Her ortamın esen rüzgarı "seçimler". Daha aday adayları netleşmezken.

Adaylar noktasında "partiler" tercih belirlemezken.

Gözler pür dikkat çevrili. Kim aday olacak diye?

Anlayacağınız kulislerin "gündemi" yoğun.

Öyle ki; "saat başı" aday adayı. Saat başı "parti" strateji değiştiriliyor.

Bazen birinin yalanı iki kişiyle buluştuğunda "doğru" diye kabul edilir hale gelindi.

Dün manşet haberimiz "Aday heyecanıydı". Haber merkezinden arkadaşlar bazı isimleri zikretmişti haber de.

Şu bölgeden şu aday adayları diye?

Birebir olmazsa da parti teşkilatlarıyla görüşülerek "isimler" alındığı için isimleri aktarma noktasında tereddüdüm yoktu.

***

Onun için de; "yayınladık". İyi de ettik. Çünkü bir hayli "yankı" geliştirdi.

Arayan arayana. "Ben de aday adayıyım neden ismim yok". Veya henüz "görüşme" aşamasındayım ismim keşke çıkmasaydı.

Kimi de; "Ben Büyükşehir'e adayım, ilçelere değil"! Kimi de, isimleri keşke birinci sayfada yayınlasaydınız.

Yani ortamı bir hayli olumlu yönde germiş olduk.

Dedim ya iyi de etmiş olduk.

Neyse!

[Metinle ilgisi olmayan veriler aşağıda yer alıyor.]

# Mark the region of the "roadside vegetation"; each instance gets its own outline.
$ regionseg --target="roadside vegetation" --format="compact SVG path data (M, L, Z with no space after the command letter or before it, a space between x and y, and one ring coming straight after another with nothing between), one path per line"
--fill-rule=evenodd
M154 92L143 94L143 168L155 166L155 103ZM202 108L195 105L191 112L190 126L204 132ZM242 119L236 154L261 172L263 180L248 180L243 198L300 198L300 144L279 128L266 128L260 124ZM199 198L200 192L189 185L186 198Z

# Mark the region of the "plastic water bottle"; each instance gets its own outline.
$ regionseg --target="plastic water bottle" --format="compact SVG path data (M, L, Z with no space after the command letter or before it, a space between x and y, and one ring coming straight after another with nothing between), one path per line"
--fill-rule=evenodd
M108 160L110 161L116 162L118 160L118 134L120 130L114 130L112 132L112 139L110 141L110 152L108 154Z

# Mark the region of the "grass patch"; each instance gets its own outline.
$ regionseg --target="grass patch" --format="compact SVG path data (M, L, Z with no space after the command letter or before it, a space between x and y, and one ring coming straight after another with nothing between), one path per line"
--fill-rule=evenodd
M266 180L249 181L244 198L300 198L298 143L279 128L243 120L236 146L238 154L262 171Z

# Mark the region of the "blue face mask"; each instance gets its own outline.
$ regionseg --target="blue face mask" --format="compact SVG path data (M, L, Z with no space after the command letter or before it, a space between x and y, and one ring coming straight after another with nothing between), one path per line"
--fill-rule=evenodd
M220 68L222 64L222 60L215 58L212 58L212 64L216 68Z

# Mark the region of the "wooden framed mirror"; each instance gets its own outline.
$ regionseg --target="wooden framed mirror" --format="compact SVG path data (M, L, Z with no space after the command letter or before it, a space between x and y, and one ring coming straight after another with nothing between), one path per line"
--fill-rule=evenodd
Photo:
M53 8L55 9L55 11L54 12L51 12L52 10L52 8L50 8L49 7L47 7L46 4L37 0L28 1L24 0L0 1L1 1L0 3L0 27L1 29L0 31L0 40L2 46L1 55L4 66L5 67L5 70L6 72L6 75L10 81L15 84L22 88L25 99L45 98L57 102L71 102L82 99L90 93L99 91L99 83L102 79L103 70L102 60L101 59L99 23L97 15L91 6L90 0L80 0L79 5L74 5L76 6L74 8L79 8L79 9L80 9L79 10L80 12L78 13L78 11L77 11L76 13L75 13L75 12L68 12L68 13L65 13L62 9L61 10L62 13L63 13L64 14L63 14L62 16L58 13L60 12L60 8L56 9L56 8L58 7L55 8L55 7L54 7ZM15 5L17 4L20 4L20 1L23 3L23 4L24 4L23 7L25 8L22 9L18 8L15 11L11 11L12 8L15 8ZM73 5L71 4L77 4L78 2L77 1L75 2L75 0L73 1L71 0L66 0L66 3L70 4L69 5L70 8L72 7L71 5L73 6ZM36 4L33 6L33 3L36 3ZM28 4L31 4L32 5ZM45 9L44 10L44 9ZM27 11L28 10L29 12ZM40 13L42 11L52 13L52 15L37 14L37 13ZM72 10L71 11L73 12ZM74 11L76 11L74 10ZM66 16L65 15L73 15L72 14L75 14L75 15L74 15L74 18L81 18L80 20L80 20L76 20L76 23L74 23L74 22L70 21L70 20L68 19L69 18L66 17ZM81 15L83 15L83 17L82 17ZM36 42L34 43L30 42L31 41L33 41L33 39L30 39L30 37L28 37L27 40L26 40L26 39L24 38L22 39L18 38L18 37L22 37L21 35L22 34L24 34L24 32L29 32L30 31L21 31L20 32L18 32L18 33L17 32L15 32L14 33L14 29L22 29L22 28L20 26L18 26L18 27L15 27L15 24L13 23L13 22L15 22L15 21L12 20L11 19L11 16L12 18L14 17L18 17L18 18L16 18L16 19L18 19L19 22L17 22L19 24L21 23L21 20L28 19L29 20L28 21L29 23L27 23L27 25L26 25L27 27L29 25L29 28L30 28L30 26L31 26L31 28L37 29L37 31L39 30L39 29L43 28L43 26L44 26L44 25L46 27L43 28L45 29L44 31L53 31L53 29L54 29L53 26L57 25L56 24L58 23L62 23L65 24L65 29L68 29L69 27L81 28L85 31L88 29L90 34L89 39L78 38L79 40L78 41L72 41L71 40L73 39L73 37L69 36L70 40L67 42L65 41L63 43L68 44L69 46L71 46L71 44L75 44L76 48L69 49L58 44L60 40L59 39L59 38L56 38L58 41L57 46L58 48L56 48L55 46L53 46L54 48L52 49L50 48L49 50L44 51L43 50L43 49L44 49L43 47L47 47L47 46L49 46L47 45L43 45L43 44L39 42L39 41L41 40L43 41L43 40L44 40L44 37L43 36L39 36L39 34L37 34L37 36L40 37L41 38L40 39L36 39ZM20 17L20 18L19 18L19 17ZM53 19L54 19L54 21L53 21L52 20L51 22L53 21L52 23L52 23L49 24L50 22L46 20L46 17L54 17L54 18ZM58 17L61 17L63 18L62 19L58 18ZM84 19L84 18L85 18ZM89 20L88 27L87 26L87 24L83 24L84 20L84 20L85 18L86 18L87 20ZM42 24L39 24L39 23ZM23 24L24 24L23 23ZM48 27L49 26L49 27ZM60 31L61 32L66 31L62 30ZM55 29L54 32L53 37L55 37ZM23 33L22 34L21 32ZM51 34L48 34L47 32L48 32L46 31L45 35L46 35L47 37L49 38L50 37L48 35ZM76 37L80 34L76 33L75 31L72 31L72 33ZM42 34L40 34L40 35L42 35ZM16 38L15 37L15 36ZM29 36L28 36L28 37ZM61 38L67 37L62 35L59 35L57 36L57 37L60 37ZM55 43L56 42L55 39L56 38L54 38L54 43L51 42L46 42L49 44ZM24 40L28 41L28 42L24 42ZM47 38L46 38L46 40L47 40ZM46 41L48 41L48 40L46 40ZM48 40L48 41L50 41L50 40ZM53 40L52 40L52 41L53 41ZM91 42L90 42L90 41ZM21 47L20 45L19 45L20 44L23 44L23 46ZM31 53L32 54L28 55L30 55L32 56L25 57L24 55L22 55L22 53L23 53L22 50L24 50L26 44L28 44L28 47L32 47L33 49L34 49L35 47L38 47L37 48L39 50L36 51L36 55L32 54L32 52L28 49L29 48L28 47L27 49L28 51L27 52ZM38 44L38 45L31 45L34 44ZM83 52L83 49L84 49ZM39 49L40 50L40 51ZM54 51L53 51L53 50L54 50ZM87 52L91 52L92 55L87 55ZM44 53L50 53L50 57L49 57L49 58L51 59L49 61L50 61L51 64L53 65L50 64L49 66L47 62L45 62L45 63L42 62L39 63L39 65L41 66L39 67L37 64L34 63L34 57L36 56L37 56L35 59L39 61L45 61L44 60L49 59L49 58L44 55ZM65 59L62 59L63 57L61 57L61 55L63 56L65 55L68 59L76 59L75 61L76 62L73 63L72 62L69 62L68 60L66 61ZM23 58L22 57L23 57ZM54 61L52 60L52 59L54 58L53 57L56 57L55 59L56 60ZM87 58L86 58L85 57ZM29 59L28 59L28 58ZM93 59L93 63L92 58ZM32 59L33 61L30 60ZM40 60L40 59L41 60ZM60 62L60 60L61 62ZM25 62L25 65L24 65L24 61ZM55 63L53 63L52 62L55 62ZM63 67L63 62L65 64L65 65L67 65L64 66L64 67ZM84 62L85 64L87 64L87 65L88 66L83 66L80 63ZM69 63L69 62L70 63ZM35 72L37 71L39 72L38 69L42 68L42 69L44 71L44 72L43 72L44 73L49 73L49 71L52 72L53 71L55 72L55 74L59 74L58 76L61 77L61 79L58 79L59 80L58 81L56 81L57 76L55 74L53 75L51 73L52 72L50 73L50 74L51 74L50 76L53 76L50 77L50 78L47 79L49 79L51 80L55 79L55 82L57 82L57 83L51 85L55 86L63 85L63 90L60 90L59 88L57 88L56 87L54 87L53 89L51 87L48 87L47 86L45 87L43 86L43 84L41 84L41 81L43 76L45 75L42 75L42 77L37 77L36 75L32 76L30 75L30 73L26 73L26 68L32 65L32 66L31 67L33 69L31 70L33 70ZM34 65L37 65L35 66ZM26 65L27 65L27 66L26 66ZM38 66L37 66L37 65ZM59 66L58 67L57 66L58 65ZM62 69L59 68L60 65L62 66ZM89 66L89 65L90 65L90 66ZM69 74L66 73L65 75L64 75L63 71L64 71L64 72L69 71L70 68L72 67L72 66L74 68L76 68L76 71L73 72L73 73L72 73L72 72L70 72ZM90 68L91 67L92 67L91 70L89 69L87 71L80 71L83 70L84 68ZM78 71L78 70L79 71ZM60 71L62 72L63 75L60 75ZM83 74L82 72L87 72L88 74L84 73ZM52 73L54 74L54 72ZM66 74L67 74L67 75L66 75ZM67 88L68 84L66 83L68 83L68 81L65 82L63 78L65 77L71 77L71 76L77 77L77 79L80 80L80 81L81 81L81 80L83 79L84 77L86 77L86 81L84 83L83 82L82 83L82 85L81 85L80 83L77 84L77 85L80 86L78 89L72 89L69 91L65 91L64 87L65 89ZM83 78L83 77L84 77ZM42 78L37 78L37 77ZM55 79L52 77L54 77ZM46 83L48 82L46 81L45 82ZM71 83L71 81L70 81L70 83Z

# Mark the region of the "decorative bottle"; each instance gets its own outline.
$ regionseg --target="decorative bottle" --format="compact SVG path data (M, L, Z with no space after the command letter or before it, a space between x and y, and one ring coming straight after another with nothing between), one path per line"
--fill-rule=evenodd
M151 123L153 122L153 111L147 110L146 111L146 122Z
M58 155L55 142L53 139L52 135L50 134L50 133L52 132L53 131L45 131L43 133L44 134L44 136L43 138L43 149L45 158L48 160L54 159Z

Önümüzdeki günlerde daha çok bu yönde haber olacak.

Çünkü sizden yoğun talep var?

Sonuç itibariyle şu an için Diyarbakır'da adayların önemli bölümü hala belli değil.

Ne DTP'de, ne AK Parti de, ne de CHP'de.

Ve ne de diğer siyasi partilerde.

Kamuoyuna yansıyan ve fısıltı gazetesinin sütunlarını işgal eden bir kaç isim var, yok değil.

Lakin DTP'de iki Belediye Başkan adayı adayı kesin gibi gözüküyor.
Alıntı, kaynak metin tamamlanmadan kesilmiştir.